Another feature in this globalised economy is that nation states are effectively subservient to international corporations.  The reluctance, perhaps fear is a better word, of the Irish Government to raise corporate tax by a miniscule percentage is an example of this subservience.  The ease with which money, goods and services can be moved around the world and the apparent ability of large corporations to relocate easily, combined with competition between states to attract investment, has seen these mega-companies make enormous profits and pay ridiculously low rates of tax.  While some may benefit, many communities around the globe suffer under this regime as global corporations hold workers and governments to ransom or simply up-sticks and leave to exploit cheap labour in less regulated environments.

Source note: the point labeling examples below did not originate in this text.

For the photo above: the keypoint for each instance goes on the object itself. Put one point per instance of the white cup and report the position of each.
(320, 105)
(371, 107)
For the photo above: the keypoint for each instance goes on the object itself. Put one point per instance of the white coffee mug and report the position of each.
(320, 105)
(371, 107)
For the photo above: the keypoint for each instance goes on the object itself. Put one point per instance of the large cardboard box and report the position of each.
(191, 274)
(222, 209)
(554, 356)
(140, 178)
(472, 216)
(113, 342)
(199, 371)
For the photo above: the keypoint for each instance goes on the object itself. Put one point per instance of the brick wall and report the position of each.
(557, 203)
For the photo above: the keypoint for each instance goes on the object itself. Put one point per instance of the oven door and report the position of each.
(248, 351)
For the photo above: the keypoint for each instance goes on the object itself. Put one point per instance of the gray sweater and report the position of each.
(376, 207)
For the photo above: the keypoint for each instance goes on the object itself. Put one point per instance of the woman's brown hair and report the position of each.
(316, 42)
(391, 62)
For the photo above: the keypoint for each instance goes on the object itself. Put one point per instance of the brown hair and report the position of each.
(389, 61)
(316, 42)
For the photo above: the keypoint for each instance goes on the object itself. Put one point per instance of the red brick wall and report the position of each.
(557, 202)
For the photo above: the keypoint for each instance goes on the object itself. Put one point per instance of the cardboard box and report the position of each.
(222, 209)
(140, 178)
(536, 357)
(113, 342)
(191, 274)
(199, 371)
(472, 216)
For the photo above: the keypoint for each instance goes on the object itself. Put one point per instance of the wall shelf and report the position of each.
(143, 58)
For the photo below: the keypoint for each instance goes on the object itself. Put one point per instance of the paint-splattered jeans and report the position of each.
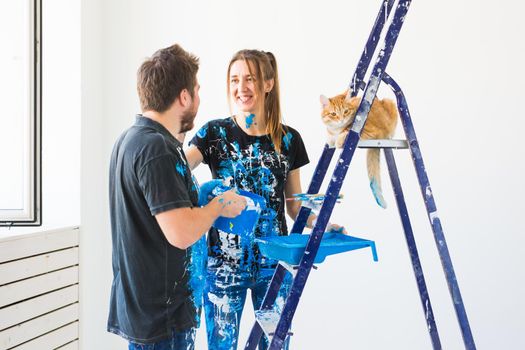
(224, 296)
(184, 340)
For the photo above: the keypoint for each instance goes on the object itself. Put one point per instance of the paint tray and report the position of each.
(245, 222)
(290, 249)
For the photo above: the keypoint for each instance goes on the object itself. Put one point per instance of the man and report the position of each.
(154, 214)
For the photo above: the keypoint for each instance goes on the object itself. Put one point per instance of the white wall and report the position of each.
(458, 65)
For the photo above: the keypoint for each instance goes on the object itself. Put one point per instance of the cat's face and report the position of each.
(338, 111)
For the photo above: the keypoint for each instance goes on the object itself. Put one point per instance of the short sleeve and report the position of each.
(200, 140)
(162, 181)
(299, 156)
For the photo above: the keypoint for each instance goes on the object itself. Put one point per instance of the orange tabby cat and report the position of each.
(338, 113)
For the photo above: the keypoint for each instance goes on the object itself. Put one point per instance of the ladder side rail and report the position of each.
(339, 173)
(412, 249)
(370, 47)
(433, 217)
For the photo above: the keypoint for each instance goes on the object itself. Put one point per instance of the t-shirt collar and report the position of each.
(148, 122)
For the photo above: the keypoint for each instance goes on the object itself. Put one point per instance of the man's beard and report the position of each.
(186, 121)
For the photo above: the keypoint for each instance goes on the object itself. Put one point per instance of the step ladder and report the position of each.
(277, 322)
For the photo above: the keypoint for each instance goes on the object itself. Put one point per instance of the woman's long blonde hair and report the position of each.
(265, 66)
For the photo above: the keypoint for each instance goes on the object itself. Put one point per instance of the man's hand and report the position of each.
(232, 204)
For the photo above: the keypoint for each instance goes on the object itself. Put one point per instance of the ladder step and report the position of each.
(268, 320)
(383, 143)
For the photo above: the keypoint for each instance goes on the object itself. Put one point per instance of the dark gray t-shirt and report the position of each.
(150, 294)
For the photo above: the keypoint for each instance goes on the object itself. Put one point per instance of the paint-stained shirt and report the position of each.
(252, 164)
(150, 294)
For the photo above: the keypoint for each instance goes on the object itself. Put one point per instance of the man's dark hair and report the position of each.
(161, 78)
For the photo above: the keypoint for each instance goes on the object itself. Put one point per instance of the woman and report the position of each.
(255, 152)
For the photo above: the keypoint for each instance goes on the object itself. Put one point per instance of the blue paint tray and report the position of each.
(290, 249)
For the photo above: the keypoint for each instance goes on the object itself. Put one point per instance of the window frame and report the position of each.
(31, 213)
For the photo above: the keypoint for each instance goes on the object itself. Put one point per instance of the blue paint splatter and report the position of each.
(197, 269)
(181, 169)
(376, 190)
(222, 132)
(202, 132)
(287, 140)
(249, 120)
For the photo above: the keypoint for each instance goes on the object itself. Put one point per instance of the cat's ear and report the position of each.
(324, 100)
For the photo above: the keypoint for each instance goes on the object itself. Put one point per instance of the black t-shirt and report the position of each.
(252, 164)
(150, 294)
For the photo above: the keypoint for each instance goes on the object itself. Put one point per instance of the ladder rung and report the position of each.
(383, 143)
(268, 320)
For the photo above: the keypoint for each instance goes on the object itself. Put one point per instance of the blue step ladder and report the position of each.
(277, 325)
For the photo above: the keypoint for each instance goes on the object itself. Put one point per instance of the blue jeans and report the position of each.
(184, 340)
(224, 296)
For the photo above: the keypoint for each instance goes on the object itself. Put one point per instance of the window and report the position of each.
(20, 118)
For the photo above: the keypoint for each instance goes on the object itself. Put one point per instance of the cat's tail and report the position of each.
(374, 175)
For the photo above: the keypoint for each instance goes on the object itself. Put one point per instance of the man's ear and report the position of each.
(184, 98)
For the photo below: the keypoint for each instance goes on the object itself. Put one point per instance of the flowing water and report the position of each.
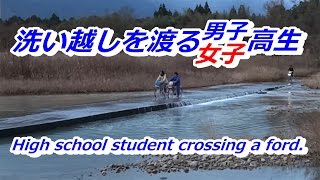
(237, 117)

The dynamic of competitive economics combined with cheaper labour costs, more attractive corporate tax regimes or other financial incentives, is the dynamic driving boardroom decisions that can devastate communities. The only loyalty of board members is to their shareholders or to the bottom line.  Maximising profits is the accepted imperative.  And short-term success is inevitably the focus of CEOs paid exorbitant annual bonuses. Human considerations take second place to profit in such a myopic system.  This in itself surely merits a rethinking of the ethos governing global business.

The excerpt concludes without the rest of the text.